Bab - A Sub Deb - Page 32/77

When I had stopped shivering I went to his desk. There were a lot of

letters on the top, all addressed to him as Grosvenor. It struck me

suddenly as strange that if he was only visiting, under an assumed name,

in order to see me, that so many people should be writing to him as Mr.

Grosvenor. And it did not look like the room of a man who was visiting,

unless he took a freight car with him on his travels.

THERE WAS A MYSTERY. All at once I knew it.

My letter was not on the desk, so I opened the top drawer. It seemed to

be full of bills, and so was the one below it. I had just started on the

third drawer, when a terrable thing happened.

"Hello!" said some one behind me.

I turned my head slowly, and my heart stopped.
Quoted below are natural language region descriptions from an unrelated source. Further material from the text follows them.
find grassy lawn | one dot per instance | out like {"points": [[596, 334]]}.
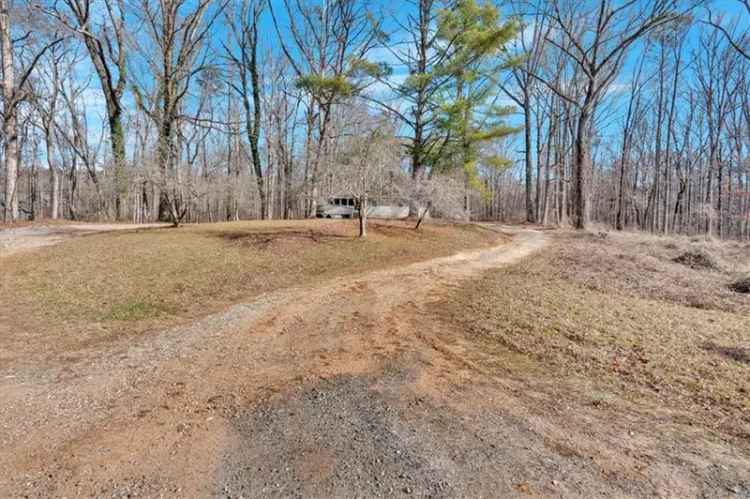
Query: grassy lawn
{"points": [[103, 285], [620, 320]]}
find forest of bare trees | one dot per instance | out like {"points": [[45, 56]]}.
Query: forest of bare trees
{"points": [[631, 114]]}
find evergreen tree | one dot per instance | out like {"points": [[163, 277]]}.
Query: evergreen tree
{"points": [[473, 37]]}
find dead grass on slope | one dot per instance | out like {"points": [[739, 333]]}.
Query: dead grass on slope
{"points": [[616, 319], [103, 285]]}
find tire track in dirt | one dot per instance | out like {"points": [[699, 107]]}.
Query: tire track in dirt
{"points": [[158, 416]]}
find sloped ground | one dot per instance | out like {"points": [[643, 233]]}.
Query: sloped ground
{"points": [[432, 379]]}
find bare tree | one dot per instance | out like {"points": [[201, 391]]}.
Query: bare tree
{"points": [[600, 37], [13, 93]]}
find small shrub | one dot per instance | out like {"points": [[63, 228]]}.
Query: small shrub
{"points": [[696, 259]]}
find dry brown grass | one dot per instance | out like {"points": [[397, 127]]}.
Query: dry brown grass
{"points": [[615, 318], [98, 286]]}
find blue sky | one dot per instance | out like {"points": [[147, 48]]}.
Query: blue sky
{"points": [[392, 11]]}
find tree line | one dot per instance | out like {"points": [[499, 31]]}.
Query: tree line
{"points": [[627, 113]]}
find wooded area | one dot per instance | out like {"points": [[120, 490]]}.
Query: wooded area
{"points": [[629, 113]]}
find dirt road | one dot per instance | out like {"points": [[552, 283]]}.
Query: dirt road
{"points": [[19, 239], [348, 389]]}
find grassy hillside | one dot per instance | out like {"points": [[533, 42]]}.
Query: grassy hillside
{"points": [[635, 322], [103, 285]]}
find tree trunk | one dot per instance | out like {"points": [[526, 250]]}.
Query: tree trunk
{"points": [[10, 125], [527, 156]]}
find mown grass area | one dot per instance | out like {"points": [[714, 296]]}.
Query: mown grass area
{"points": [[620, 319], [100, 285]]}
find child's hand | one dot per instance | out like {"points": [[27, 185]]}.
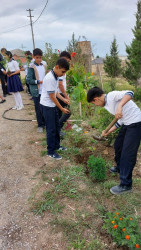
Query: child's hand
{"points": [[66, 111], [67, 101], [104, 134], [118, 113]]}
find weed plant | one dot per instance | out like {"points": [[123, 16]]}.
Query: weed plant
{"points": [[97, 168], [124, 230]]}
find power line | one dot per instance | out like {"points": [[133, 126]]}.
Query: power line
{"points": [[12, 29], [22, 26], [41, 12], [31, 27]]}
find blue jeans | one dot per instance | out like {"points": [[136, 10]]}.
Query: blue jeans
{"points": [[62, 117], [126, 148], [52, 128], [39, 116]]}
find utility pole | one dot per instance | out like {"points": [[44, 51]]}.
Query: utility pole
{"points": [[31, 27]]}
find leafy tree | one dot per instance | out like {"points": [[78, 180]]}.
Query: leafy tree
{"points": [[50, 56], [112, 63], [132, 71], [73, 46]]}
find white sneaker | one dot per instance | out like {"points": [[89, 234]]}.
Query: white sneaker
{"points": [[15, 107], [20, 107], [40, 130]]}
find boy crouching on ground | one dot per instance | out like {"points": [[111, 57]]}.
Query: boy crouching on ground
{"points": [[126, 145], [49, 104]]}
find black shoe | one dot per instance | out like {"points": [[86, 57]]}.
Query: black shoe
{"points": [[120, 189], [55, 156], [114, 170], [62, 134], [3, 101], [61, 148]]}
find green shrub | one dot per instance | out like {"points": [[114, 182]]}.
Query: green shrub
{"points": [[125, 87], [124, 230], [137, 94], [97, 168]]}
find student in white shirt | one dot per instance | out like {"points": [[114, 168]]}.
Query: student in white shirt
{"points": [[49, 104], [126, 145], [35, 76], [25, 67], [14, 84], [62, 88]]}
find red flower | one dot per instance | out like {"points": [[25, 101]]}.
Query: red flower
{"points": [[127, 237], [115, 226], [73, 54]]}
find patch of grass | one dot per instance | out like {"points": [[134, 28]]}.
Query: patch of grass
{"points": [[44, 143], [70, 228], [43, 172], [34, 191], [80, 243], [31, 113], [47, 203], [66, 181], [43, 152]]}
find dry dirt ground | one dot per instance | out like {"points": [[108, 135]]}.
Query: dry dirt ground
{"points": [[19, 228]]}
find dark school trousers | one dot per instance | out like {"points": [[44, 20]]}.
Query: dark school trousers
{"points": [[126, 147], [39, 116], [2, 78], [52, 128], [62, 118]]}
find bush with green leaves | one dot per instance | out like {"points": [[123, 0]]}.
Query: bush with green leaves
{"points": [[124, 230], [97, 168]]}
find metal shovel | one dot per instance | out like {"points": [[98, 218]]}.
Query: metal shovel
{"points": [[102, 138]]}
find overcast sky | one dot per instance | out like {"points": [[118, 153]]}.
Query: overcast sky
{"points": [[98, 20]]}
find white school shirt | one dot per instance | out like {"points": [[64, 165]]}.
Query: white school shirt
{"points": [[12, 66], [41, 73], [63, 79], [50, 85], [131, 112], [26, 66]]}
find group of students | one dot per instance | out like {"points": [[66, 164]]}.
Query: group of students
{"points": [[50, 98], [9, 76]]}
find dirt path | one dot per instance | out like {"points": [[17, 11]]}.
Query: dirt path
{"points": [[19, 161]]}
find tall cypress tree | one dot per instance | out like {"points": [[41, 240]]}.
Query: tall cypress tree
{"points": [[132, 71], [112, 63]]}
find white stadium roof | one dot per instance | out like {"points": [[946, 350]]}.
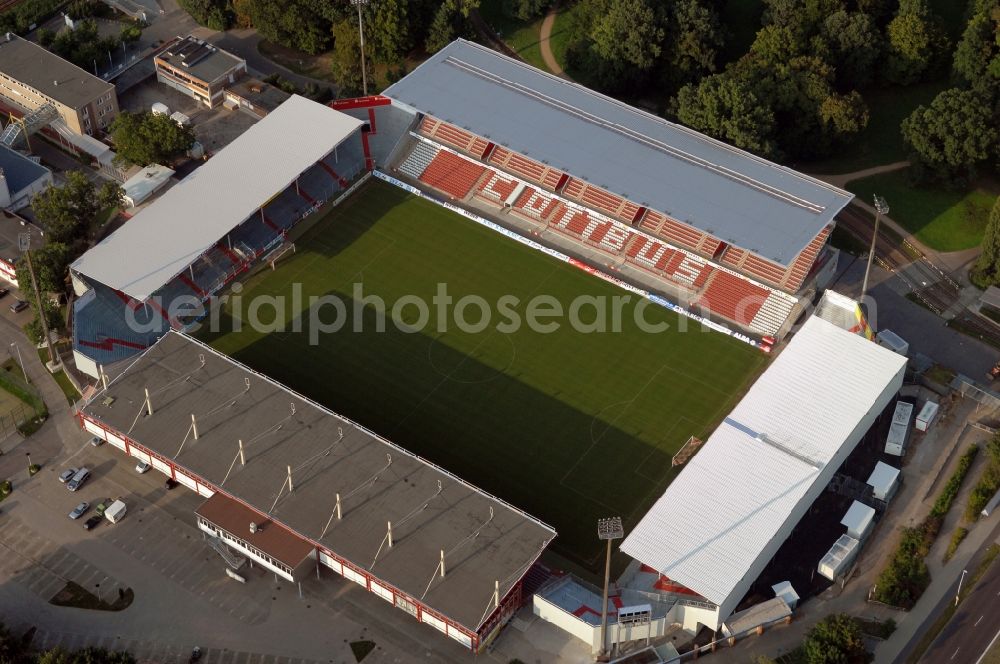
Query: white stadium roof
{"points": [[215, 198], [723, 518]]}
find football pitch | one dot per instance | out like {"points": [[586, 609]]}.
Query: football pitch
{"points": [[569, 425]]}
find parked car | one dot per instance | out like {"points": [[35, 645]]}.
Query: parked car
{"points": [[103, 505], [81, 476], [79, 510]]}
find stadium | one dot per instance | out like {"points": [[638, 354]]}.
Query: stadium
{"points": [[484, 174]]}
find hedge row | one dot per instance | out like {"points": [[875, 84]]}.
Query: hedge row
{"points": [[988, 484], [906, 577]]}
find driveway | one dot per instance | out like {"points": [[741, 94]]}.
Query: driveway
{"points": [[925, 331]]}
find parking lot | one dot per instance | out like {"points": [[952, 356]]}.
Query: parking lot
{"points": [[182, 594]]}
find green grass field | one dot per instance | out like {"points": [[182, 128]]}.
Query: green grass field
{"points": [[943, 219], [566, 425]]}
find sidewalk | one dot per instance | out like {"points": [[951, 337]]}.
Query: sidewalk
{"points": [[928, 466], [59, 430]]}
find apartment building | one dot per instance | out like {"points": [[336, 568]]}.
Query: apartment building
{"points": [[31, 77]]}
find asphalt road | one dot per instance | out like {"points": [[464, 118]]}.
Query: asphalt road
{"points": [[974, 627]]}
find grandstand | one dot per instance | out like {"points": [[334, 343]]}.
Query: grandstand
{"points": [[732, 234], [711, 228], [794, 431], [219, 222]]}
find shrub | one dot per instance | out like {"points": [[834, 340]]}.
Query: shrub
{"points": [[950, 491], [956, 539]]}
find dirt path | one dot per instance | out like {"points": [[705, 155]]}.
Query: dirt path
{"points": [[546, 47], [841, 179]]}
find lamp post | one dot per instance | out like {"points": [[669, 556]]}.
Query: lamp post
{"points": [[361, 33], [608, 529], [20, 361], [24, 244], [959, 591], [881, 207]]}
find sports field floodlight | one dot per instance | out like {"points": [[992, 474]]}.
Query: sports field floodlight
{"points": [[881, 207], [609, 530], [361, 33], [24, 245]]}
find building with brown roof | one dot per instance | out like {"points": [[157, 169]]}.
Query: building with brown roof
{"points": [[31, 77], [198, 69]]}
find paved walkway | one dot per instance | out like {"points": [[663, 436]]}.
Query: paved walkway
{"points": [[841, 179], [954, 261], [545, 44], [929, 463]]}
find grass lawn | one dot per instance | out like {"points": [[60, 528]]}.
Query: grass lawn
{"points": [[62, 380], [942, 219], [882, 141], [566, 425]]}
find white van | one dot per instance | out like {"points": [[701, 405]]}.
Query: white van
{"points": [[115, 512], [81, 476]]}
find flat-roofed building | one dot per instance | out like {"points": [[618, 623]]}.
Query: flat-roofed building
{"points": [[20, 179], [31, 77], [198, 69]]}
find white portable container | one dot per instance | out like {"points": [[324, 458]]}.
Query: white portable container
{"points": [[115, 512], [926, 416]]}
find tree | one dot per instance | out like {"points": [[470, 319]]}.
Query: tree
{"points": [[855, 45], [628, 34], [299, 24], [12, 649], [387, 30], [347, 59], [526, 9], [213, 14], [51, 263], [451, 18], [916, 40], [68, 212], [694, 38], [147, 138], [986, 272], [777, 44], [803, 15], [442, 28], [131, 33], [53, 317], [836, 639], [953, 135], [977, 56], [727, 107]]}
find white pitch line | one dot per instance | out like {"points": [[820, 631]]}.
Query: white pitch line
{"points": [[988, 648]]}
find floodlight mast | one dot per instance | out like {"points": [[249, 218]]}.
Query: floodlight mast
{"points": [[608, 529], [881, 207], [24, 244], [361, 34]]}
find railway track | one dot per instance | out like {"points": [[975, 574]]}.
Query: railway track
{"points": [[933, 287]]}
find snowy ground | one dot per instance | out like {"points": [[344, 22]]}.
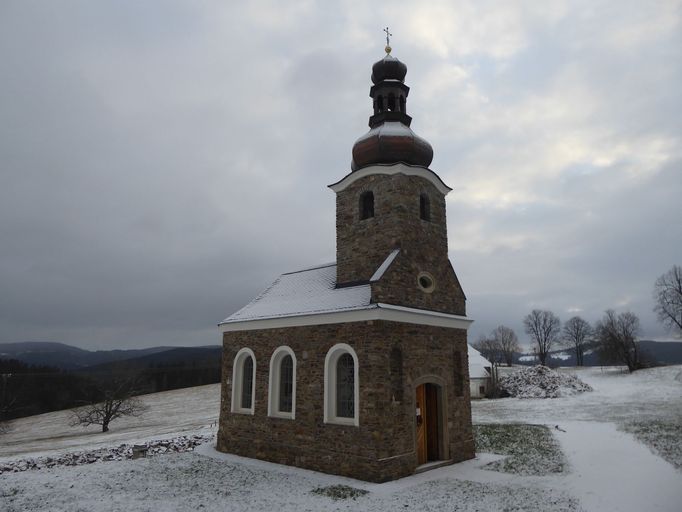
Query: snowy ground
{"points": [[608, 470], [171, 414]]}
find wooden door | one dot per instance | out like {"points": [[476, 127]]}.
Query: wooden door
{"points": [[422, 454], [431, 416]]}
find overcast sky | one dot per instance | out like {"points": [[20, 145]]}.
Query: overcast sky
{"points": [[162, 162]]}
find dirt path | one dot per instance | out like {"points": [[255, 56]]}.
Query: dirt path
{"points": [[611, 471]]}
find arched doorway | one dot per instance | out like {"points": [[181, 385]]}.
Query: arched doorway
{"points": [[429, 433]]}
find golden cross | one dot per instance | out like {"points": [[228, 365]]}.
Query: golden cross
{"points": [[388, 34]]}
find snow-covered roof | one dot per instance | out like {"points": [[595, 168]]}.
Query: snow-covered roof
{"points": [[310, 297], [477, 364], [305, 292]]}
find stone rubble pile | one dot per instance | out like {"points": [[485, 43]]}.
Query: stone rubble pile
{"points": [[542, 382], [121, 452]]}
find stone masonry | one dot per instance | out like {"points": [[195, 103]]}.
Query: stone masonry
{"points": [[394, 359]]}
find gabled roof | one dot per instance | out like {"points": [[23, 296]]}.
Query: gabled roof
{"points": [[304, 292], [310, 297]]}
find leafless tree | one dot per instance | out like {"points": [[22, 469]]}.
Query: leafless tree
{"points": [[616, 336], [506, 342], [668, 296], [489, 348], [576, 333], [116, 399], [543, 327]]}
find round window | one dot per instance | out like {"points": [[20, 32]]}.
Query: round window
{"points": [[426, 282]]}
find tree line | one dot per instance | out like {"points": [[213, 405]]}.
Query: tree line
{"points": [[615, 336]]}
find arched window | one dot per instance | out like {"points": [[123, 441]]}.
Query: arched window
{"points": [[366, 205], [391, 102], [424, 207], [282, 389], [244, 382], [341, 387]]}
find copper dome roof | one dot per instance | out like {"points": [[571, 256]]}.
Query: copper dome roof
{"points": [[390, 138], [391, 142]]}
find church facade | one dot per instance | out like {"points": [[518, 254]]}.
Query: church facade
{"points": [[359, 367]]}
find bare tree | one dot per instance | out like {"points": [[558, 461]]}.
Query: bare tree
{"points": [[576, 333], [616, 336], [668, 296], [116, 398], [543, 327], [489, 348], [506, 342]]}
THE PORTERES INTO THE PASSAGE HAD OPENED, AND A GENTLEMAN IN HIS EVENING

CLOTHES WAS STANDING THERE.

"Just sit still, please," he said, in a perfectly cold voice. And he

turned and locked the door into the hall. I was absolutely unable to

speak. I tried once, but my tongue hit the roof of my mouth like the

clapper of a bell.

"Now," he said, when he had turned around. "I wish you would tell me

some good reason why I should not hand you over to the Police."

"Oh, please don't!" I said.

"That's eloquent. But not a reason. I'll sit down and give you a little

time. I take it, you did not expect to find me here."

"I'm in the wrong apartment. That's all," I said. "Maybe you'll think

that's an excuse and not a reason. I can't help it if you do."

"Well," he said, "that explains some things. It's pretty well known, I

fancy, that I have little worth stealing, except my good name."

"I was not stealing," I replied in a sulky manner.

"I beg your pardon," he said. "It IS an ugly word. We will strike it

from the record. Would you mind telling me whose apartment you intended

to--er--investigate? If this is the wrong one, you know."

"I was looking for a Letter."

"Letters, letters!" he said. "When will you women learn not to write

letters. Although"--he looked at me closely--"you look rather young for

that sort of thing." He sighed. "It's born in you, I daresay," he said.